Depois de cinco (5) anos de entrada em operação da hidrelétrica, os problemas da população Apinajé, apenas pioraram. Apesar de existir um “programa de compensação” (ver processo FUNAI nº 08620.001457/2001 – 35) que (em tese) serviria para amenizar e mitigar os supostos impactos da obra na terra e na vida da população indígena, nesse período só aumentou e agravou se os problemas internos das comunidades. De fato essa “compensação” está gerando mais impactos negativos e transtornos na vida da população Apinajé, do que a própria hidrelétrica em si.

Foram muitas as ilusões e expectativas criadas em torno dessa obra, construída com promessas de “desenvolver a região e compensar os povos atingidos”. Quem é impactado sabe que a realidade é bem diferente. A nossa população Apinajé, atingida pela UHE Estreito, que resistimos contra a construção do empreendimento, agora estamos experimentando o que realmente significam as expressões “desenvolvimento” e “compensação”. Em três (3) anos assistimos à quantidade de aldeias aumentarem de 18 em 2013 para 34 em 2015. A criação de novas aldeias em sua maioria é sempre motivada por divergências e cisões internas por causa dessa “bendita compensação”.

Devido à proximidade com as cidades de Tocantinópolis-TO, Maurilândia-TO, São Bento do Tocantins-TO, Cachoeirinha-TO, Luzinópolis-TO e os povoados de Passarinho, Olho D’Água, Ribeirão Grande e Folha Grossa, todos no município de Tocantinópolis e da cidade de Campestre–A, com a construção da obra multiplicaram-se as invasões e pressões de não índios, sobre as aldeias Apinajé. No momento estamos verificando o aumento de problemas internos nas comunidades causados por pescadores, exploradores de madeiras, coletores de frutas e traficantes de bebidas alcoólicas e drogas, e outros intrusos vindos dessas cidades e povoados do entorno.
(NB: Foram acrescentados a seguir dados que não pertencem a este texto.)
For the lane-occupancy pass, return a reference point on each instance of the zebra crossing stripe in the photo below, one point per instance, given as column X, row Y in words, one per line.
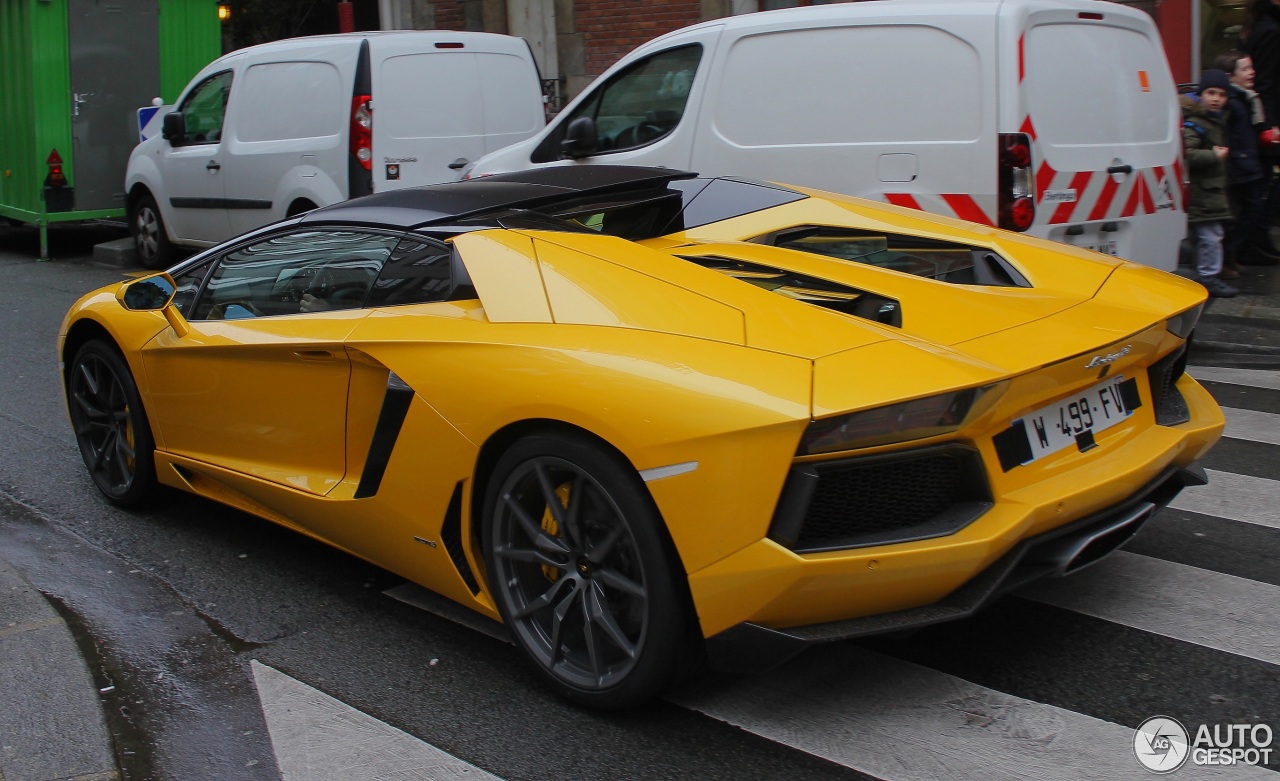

Estamos acompanhando com bastante preocupação o aumento da pressão social e ambiental sobre as áreas vulneráveis localizadas no extremo Norte e Oeste, nas regiões do Pontal, Veredão e Cocalinho constantemente invadidas por não-índios das cidades e povoados vizinhos. No mês de março de 2015, constatamos a avanço de construções de algumas moradias na localidade Veredão, às margens da rodovia BR 230 em locais muito próximos à divisa da área Apinajé. Existem fortes indícios que essas construções estejam sendo construída dentro da Terra Indígena.
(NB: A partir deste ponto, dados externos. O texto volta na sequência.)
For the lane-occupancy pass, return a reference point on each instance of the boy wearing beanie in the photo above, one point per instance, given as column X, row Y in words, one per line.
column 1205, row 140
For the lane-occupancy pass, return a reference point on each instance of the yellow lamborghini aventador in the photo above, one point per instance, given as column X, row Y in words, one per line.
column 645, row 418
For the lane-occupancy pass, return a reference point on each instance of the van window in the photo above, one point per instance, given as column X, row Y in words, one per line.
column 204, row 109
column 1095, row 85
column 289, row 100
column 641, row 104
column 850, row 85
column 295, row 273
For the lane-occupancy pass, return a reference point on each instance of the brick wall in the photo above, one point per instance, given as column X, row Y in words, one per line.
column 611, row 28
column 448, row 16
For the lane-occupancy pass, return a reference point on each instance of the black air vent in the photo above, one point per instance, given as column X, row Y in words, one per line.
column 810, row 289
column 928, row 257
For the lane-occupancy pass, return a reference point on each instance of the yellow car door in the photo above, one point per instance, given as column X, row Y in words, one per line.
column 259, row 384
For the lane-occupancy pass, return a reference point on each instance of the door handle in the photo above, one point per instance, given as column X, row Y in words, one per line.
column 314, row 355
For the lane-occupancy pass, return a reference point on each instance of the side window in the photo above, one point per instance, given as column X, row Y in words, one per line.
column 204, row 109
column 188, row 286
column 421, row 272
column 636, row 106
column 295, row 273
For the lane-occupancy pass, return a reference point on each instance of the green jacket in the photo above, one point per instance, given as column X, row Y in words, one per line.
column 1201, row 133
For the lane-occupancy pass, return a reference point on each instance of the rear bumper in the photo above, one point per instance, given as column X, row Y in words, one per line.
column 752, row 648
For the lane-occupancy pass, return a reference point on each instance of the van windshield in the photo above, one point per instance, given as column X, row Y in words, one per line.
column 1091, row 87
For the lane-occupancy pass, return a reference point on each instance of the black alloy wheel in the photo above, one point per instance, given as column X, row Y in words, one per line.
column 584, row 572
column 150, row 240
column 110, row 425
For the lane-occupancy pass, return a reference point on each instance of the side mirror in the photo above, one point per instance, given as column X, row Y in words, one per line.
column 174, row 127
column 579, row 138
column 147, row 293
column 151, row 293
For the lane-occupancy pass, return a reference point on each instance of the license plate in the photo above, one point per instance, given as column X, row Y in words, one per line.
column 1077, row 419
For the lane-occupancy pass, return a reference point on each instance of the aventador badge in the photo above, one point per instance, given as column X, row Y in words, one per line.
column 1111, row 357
Esses “vizinhos” às vezes incomodam, trazendo sérios problemas para a comunidade e o território. No povoado Veredão, verificamos grandes quantidades de lixos jogados dentro da área indígena pela comunidade Fulniô que moram apertados em um pequeno lote no local. O mesmo problema ambiental está ocorrendo também em áreas próximas às aldeias Prata e Cocal Grande em Tocantinópolis. Outra situação preocupante é com relação aos incêndios das florestas e campos que ocorrem nessas áreas na época da estiagem. Ressaltamos que esses “vizinhos” são implicados e suspeitos de práticas de roubos de madeiras, frutas, cocos babaçu, caças e peixes da área indígena, entre outros ilícitos, mas em nenhum momento colaboram com a proteção e a preservação deste território.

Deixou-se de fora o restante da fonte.